The future for many hangs in the balance - the reduction in air travel has a huge knock on for airports and aircraft manufacturers. Much of the arts industry remains closed. Restrictions in gathering in groups bigger than 6 may impact on some work and the future of the care home system hangs in the balance. We live and work and worship in uncertain times. This is true for the church in our parish.
We have seen a decline in numbers of Life Events since the last APCM. This has been exaggerated by the pandemic and restrictions on movement and public worship. We have seen a reduction in our electoral roll and in available financial resources, in group activities and outreach, but we have seen a growth in a sense of isolation as the church became dispersed into homes across our neighbourhoods.
As a response we have sought to innovate - pushing our worship, study and schoolswork (up until early August) online (with some paper resourcing too) and we have seen people have gain new skills - not least of all learning how to use Facebook and Zoom adn we have established a Pastoral Care Group to ensure that church members are kept in touch are cared for.
Let me talk briefly about worship. Before lockdown we were holding 4 sometimes 5 services across the parish on a Sunday and 2 midweek services. Attendance at those varied enormously. Since lockdown we have grown a Zoom Sunday congregation of up to 30 people, and with the resumption of public worship in some of the parish, we are seeing similar numbers return to our buildings. It is midweek services that have astonished me though. We have offered a service most weekdays with between 30-60 people taking part/watching/interacting which infers two things - the faithful were looking to be sustained in their faith by something they could rely on - the worship of the church and the presence of God - but also our fringe (people on the edges of the church) were looking for the same.
As we continue to co-exist with the coronavirus we need to look afresh at what it means to be the church and how we minister in these days. This morning’s gospel gives us some hints.
The landowner comes to the marketplace looking for workers. God comes patiently looking for us again and again and again over the course of life’s day, and invests in negotiation with those who are there seeking labour. Even those at the end of the day - though they are dubbed ‘idle’, aren’t - they are waiting in the right place for the employer to come - watching, trying catch their eye, being ready to talk about their skills and see their gifts used.
Now it seems to me is the time for us to be waiting in the marketplace of the church. This doesn’t mean that we stand around idle all day, but rather we hone our skills, ensure we are healthy and well nourished and we are attentively looking for the landowner.
In the year that lies ahead of us I’m calling on each and every one of us to pray; to call out to the landowner, offering our employment.

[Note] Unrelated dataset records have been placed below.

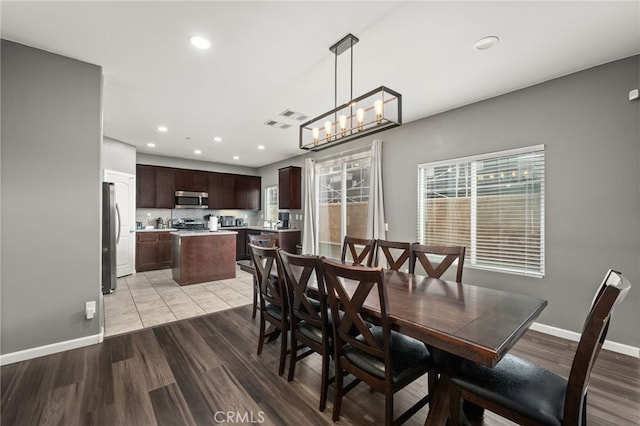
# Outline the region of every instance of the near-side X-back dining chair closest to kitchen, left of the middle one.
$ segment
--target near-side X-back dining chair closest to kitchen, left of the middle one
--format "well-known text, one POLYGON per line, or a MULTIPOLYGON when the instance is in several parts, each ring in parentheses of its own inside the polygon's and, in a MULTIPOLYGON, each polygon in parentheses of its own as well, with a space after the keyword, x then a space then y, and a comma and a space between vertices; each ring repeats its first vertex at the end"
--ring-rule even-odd
POLYGON ((256 271, 260 296, 260 337, 258 355, 262 354, 265 339, 272 341, 279 335, 280 364, 278 374, 284 373, 287 358, 287 335, 289 332, 289 297, 284 284, 282 266, 277 247, 263 247, 249 244, 251 259, 256 271), (274 276, 276 277, 274 279, 274 276), (272 328, 267 332, 266 325, 272 328))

Prayer is the privilege we have of offering the world to God, but also of attentively listening for his voice calling us into His employment. We need to know when we are being called and to what. This autumn I will be making contact with you individually and as groups encouraging you to join me in becoming a people of vital prayer.

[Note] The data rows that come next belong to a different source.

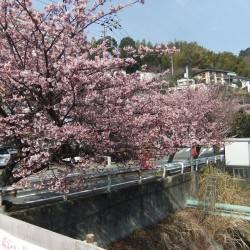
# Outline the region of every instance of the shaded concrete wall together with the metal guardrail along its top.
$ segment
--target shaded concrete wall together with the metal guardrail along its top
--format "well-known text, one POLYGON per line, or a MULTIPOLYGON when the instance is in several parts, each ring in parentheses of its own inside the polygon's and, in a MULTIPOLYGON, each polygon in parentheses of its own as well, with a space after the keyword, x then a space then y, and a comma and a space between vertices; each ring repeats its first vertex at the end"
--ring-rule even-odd
POLYGON ((86 189, 67 195, 6 187, 1 192, 2 211, 7 205, 7 215, 75 239, 93 233, 105 246, 184 208, 196 194, 197 171, 223 160, 224 155, 215 155, 148 170, 89 170, 84 173, 86 189))

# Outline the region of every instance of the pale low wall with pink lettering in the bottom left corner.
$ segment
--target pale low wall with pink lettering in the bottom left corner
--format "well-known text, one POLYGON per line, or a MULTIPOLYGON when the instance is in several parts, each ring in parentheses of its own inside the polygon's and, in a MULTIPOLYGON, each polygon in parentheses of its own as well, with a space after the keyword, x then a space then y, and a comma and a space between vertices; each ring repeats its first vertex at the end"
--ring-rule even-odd
POLYGON ((0 249, 101 250, 97 246, 0 214, 0 249))

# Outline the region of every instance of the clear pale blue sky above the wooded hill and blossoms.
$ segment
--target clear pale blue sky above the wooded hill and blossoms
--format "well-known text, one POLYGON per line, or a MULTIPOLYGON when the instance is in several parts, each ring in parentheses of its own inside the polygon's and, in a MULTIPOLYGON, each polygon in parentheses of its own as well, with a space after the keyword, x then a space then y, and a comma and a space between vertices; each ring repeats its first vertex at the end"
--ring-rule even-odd
MULTIPOLYGON (((42 2, 49 1, 33 0, 34 7, 42 10, 42 2)), ((250 0, 145 0, 144 5, 122 10, 115 20, 121 29, 106 29, 106 35, 118 43, 126 36, 152 44, 197 42, 214 52, 235 55, 250 47, 250 0)), ((90 36, 102 35, 102 26, 91 28, 90 36)))

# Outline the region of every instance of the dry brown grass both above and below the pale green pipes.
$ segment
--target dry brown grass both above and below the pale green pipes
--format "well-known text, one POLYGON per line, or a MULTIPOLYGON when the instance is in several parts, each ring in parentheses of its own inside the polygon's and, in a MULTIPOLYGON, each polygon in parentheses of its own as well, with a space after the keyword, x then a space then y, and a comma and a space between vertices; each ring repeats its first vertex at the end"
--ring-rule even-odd
MULTIPOLYGON (((249 192, 250 185, 241 186, 242 183, 214 166, 206 168, 199 178, 201 200, 207 199, 211 180, 215 180, 214 202, 247 204, 242 190, 249 192)), ((249 221, 214 216, 198 208, 186 208, 153 226, 136 230, 124 240, 110 244, 107 250, 249 250, 249 246, 249 221)))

If we are to be ready for ‘gainful employment’, (to continue the metaphor), our skills need to be honed - prayer is part of that as it intentionally aligns us with God’s life, but immersing ourselves in scripture is the other. Scripture has historically shaped God’s people’ life and actions. We will be spending time together reading scripture and reflecting on it. We will share a passage together over a period of time to allow us to become familiar with it, to grow in it and for God to speak through it to us.

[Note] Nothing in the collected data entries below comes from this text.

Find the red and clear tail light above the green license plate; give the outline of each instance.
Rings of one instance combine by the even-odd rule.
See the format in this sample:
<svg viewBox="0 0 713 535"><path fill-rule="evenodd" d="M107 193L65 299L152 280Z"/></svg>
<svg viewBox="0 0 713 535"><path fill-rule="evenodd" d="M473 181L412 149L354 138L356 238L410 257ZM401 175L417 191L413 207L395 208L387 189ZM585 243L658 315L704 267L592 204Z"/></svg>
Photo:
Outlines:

If we are to be sustained in what God calls us to we need to stay healthy. We need to be fed by the Sacraments of the church. By participating in the Eucharist or a Service of the Word and making our Holy Communion, Christ dwells in each of us, transforming us more into His likeness.
I’ve never ministered in a global pandemic and in some ways,what it means for us to be the church in (and I suspect) beyond these days, will be unknown. Our world is a different place, but by waiting attentively in the marketplace of the church - we are in the right place to seek His call to work, we need to be physically and spiritually ready to work when the landlord’s call comes.